Auf dem deutschen Markt Gazprom will Stromkonzernen Konkurrenz machen

Düsseldorf · Der russische Gasriese Gazprom hält trotz der gescheiterten Kooperationsgespräche mit RWE an seinen Expansionsplänen in Deutschland fest. Der jüngste Kauf des hessischen Versorgers Envacom sei erst der Anfang gewesen.

Das machte Gazprom-Chef Alexej Miller in einem am Donnerstag veröffentlichten Interview mit der "Süddeutschen Zeitung" deutlich.

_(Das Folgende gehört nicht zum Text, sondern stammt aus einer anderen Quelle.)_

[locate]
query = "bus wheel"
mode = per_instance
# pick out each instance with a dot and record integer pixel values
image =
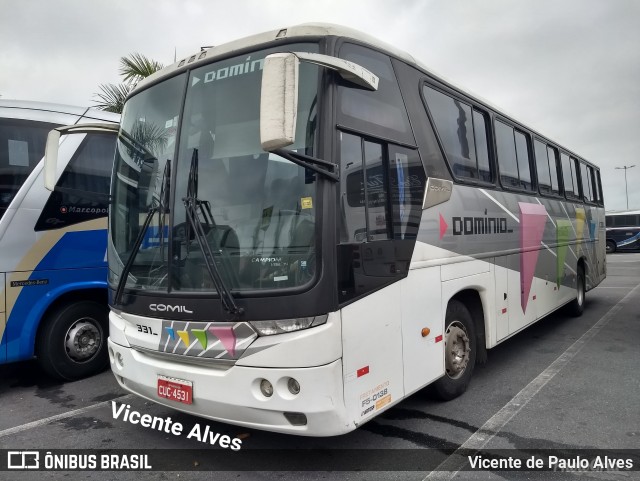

Gazprom wolle sich in Deutschland "noch stärker engagieren". "Wir möchten nicht nur Gas liefern, sondern auch in die Stromproduktion einsteigen. Die Bereitschaft, in Kraftwerke zu investieren, ist bei Gazprom nach wie vor sehr hoch."

Etwaigen Bedenken der Politik begegnet Miller selbstbewusst. Gazprom brauche politische Unterstützung für Großprojekte. "Aber wir warten nicht auf die Politik, sondern sprechen schon jetzt mit unseren deutschen Partnern, wie wir die Energieversorgung verbessern können."

Das Bundeswirtschaftsministerium hatte deutlich gemacht, weitere Engagements von Gazprom in Deutschland sehr sorgfältig prüfen zu wollen. Der russische Gasmonopolist liefert rund ein Viertel des in Europa verbrauchten Gases und ist der größte Lieferant für Deutschland.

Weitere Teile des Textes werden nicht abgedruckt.